The allure and unlimited promise of a freshly-minted position in higher education was almost enough to lure Amy Kickliter 3,100 miles across the country, away from Seattle and back to her hometown.

What tipped the scales was the allure and promise of St. Petersburg itself.

“This was a pretty sleepy little burg when I grew up here,” says Kickliter, who spent 25 career-and-family years away from Florida. “I’ve watched St. Pete evolve into a thriving community. There’s an independent spirit here that I’m very drawn to.

“That’s why I went to Seattle in the first place. It was a very locally-owned, very independent, fierce place. And it had a lot of heart, a lot of grit, and really believed in itself. I loved that.”

Kickliter has just started a job as manager of St. Pete College’s Bridges to the Baccalaureate Alliance Program, an ambitious national effort funded by a National Science Foundation grant. Its partners are Hillsborough Community College, State College of Florida in Manatee/Sarasota and University of South Florida’s Tampa and St. Pete campuses.

The goal is to raise the numbers in all-important STEM (science, technology, engineering and mathematics) education. Specifically, to increase the rate of minority students transferring from two-year to four-year degrees.

Many minority students, Kickliter says, have identity issues. “There isn’t a leap to ‘I’m a scientist,’ ‘I’m a mathematician,’ ‘I’m a physicist,’ for that particular population; they don’t see themselves in that way. So this grant is trying to work with all of those threats.”
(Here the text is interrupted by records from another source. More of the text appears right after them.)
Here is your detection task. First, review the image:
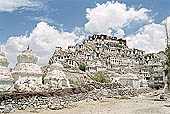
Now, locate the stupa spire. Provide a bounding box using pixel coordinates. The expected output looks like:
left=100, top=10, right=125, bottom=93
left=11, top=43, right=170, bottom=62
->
left=27, top=45, right=30, bottom=50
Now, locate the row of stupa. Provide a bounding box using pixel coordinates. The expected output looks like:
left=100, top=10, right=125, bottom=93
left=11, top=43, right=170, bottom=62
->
left=0, top=47, right=70, bottom=92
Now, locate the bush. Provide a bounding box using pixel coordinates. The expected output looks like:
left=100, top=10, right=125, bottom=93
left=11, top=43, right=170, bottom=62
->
left=92, top=71, right=111, bottom=83
left=120, top=96, right=130, bottom=100
left=79, top=64, right=86, bottom=72
left=69, top=79, right=80, bottom=85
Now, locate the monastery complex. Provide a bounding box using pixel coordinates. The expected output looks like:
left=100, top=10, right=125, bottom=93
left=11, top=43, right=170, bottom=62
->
left=0, top=34, right=166, bottom=92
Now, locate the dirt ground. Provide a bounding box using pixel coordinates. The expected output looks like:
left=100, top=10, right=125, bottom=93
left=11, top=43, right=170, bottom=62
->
left=13, top=92, right=170, bottom=114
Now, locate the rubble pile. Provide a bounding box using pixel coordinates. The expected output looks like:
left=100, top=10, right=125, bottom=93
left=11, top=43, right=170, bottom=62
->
left=0, top=83, right=153, bottom=113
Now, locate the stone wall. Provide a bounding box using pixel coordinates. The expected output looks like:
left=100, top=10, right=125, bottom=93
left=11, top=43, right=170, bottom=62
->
left=0, top=83, right=151, bottom=113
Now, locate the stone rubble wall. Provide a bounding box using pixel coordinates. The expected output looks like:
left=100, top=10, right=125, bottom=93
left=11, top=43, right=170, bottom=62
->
left=0, top=83, right=152, bottom=113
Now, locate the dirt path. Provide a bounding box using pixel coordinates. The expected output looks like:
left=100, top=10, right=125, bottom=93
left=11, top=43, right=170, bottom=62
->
left=13, top=97, right=170, bottom=114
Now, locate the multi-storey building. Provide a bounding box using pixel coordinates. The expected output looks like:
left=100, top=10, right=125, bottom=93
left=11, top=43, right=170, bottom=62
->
left=49, top=34, right=165, bottom=87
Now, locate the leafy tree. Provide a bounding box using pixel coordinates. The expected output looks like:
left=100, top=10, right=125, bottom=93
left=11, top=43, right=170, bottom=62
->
left=92, top=71, right=111, bottom=83
left=79, top=63, right=86, bottom=72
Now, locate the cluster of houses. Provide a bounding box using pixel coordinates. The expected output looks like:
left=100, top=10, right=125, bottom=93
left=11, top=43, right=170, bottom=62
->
left=0, top=34, right=166, bottom=92
left=49, top=34, right=166, bottom=87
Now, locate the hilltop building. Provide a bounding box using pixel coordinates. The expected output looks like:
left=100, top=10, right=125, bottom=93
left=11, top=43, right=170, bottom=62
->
left=49, top=34, right=165, bottom=86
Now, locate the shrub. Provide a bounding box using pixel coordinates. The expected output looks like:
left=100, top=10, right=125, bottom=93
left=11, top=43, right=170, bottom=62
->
left=92, top=71, right=111, bottom=83
left=120, top=96, right=130, bottom=100
left=79, top=64, right=86, bottom=72
left=69, top=79, right=80, bottom=85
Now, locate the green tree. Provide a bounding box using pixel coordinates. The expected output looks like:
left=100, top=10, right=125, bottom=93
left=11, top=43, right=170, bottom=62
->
left=79, top=63, right=86, bottom=72
left=92, top=71, right=111, bottom=83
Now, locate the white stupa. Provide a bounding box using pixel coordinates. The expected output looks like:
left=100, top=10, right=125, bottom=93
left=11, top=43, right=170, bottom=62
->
left=0, top=47, right=13, bottom=92
left=12, top=46, right=43, bottom=92
left=44, top=62, right=70, bottom=89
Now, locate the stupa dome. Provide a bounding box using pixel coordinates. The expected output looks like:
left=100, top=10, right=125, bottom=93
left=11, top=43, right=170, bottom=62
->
left=17, top=47, right=38, bottom=64
left=0, top=52, right=9, bottom=67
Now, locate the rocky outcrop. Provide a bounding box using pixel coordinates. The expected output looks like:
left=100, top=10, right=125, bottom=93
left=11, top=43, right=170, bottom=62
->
left=0, top=52, right=13, bottom=92
left=44, top=62, right=70, bottom=90
left=0, top=83, right=152, bottom=112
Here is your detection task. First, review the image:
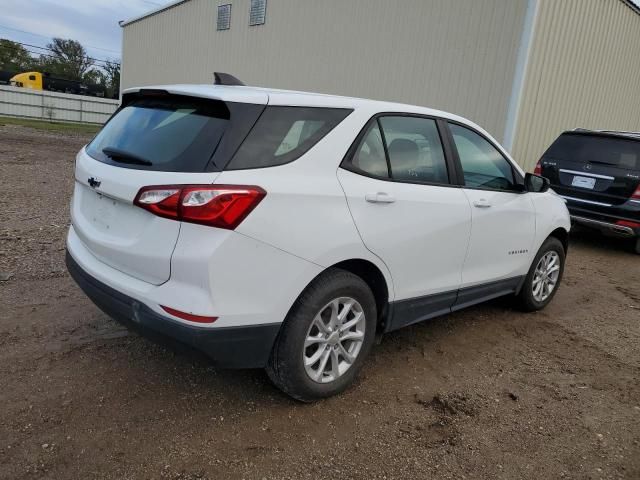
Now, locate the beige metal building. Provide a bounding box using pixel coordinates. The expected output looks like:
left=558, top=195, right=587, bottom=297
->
left=121, top=0, right=640, bottom=169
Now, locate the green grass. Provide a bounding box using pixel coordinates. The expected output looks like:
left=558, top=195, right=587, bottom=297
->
left=0, top=117, right=101, bottom=134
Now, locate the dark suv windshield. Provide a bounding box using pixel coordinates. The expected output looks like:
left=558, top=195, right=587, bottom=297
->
left=86, top=95, right=264, bottom=172
left=545, top=133, right=640, bottom=170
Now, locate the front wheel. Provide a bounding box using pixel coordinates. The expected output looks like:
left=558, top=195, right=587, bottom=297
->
left=267, top=269, right=377, bottom=402
left=517, top=237, right=565, bottom=312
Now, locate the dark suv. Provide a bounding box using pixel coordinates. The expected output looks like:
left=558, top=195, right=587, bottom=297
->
left=535, top=129, right=640, bottom=253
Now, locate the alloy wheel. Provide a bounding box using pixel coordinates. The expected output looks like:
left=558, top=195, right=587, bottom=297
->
left=531, top=250, right=560, bottom=302
left=302, top=297, right=366, bottom=383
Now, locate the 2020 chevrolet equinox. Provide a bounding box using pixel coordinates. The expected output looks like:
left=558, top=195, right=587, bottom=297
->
left=67, top=79, right=570, bottom=401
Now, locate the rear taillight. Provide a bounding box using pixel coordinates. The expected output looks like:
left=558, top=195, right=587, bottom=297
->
left=533, top=160, right=542, bottom=175
left=133, top=185, right=266, bottom=230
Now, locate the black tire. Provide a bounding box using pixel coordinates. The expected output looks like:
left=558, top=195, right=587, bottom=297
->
left=516, top=237, right=565, bottom=312
left=266, top=268, right=377, bottom=402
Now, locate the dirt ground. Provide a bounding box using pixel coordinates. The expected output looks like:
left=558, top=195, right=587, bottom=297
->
left=0, top=126, right=640, bottom=480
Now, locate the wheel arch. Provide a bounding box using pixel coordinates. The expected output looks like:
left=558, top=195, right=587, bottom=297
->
left=329, top=258, right=389, bottom=330
left=547, top=227, right=569, bottom=255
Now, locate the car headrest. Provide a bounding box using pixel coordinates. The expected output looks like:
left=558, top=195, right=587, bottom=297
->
left=389, top=138, right=420, bottom=155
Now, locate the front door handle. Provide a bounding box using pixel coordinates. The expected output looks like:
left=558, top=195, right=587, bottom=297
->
left=473, top=198, right=491, bottom=208
left=364, top=192, right=396, bottom=203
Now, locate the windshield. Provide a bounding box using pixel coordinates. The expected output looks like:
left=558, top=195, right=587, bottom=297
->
left=86, top=96, right=230, bottom=172
left=545, top=133, right=640, bottom=170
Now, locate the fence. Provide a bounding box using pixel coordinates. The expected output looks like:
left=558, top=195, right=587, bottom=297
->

According to research, a weakness in math is another common factor. “So we’re working on a gateway math program, to get them up to the pre-calculus level,” Kickliter explains. Each participating school, she says, will be teaching a different model, “exploring different ways of making it interesting.”

Already on the launch pad is a summer bridge program consisting of workshops, lectures and other activities.

In addition to operations funding, Kickliter explains, the FSA grant covers (for students):

  • paid research and internships, attendance at STEM conferences for academic and career exposure.
  • Annual regional summits focused on STEM opportunities and careers hosted by the Alliance.
  • student tutors/mentors.
  • faculty mentors.
  • faculty development opportunities maximizing and integrating STEM best practices.

Kickliter’s enthused about the hands-on programs offered at SPC’s $4.7 million Bay Pines STEM Center, which opened last year after the college received $2.5 million from Florida Legislature Public Education Capital Outlay funds.

Its two state-of-the-art labs, with high definition equipment, have virtually unlimited research potential. SPC students enrolled in marine or environmental-themed courses can access all of the lab equipment, including microscopes, incubators, refrigerators, measuring and calibration equipment and autoclaves. “We want to drum up interest in moving kids into those areas,” Kickliter says.

“The goal for the alliance is for 450 students to transfer over the course of three years. We want this to move the dial on poverty, on minority students seeing themselves as scientists, physicists and engineers. Because there’s so much opportunity out there in the labor market. That’s what all the labor market research and information shows.

“So providing access and exposure, and cultivating interest in those fields and those careers, and helping students to learn that it doesn’t have to look like any one thing. It doesn’t have to look like a lab coat. It doesn’t have to look like something stodgy and boring. It can look like all different kinds of things.”

Kickliter spent the better part of the last 15 years doing grants management in higher education and workforce development. She was a senior manager and director of Self-Sufficiency Services at Neighborhood House, a social service agency in Washington’s Puget Sound region. “So this is the crux of what I’ve been doing for a very long time,” she explains.

Along the way, she says, she watched Seattle lose the independent spirit she had so admired. “It has a much more corporate infrastructure now.  I’ll always love Seattle; it just got to be pretty homogenous.”

And so in the waning hours of 2017, Kickliter and her 5-year-old daughter made a smooth transition to the old hometown.

“St. Pete’s experiencing a beautiful time right now,” she enthuses. “There’s so much civic pride. Someone was telling me that between 30 and 40 new businesses opened on Central Avenue last year – and I think that’s amazing. It’s what I want my kid to grow up with. Mom and Pop stuff.”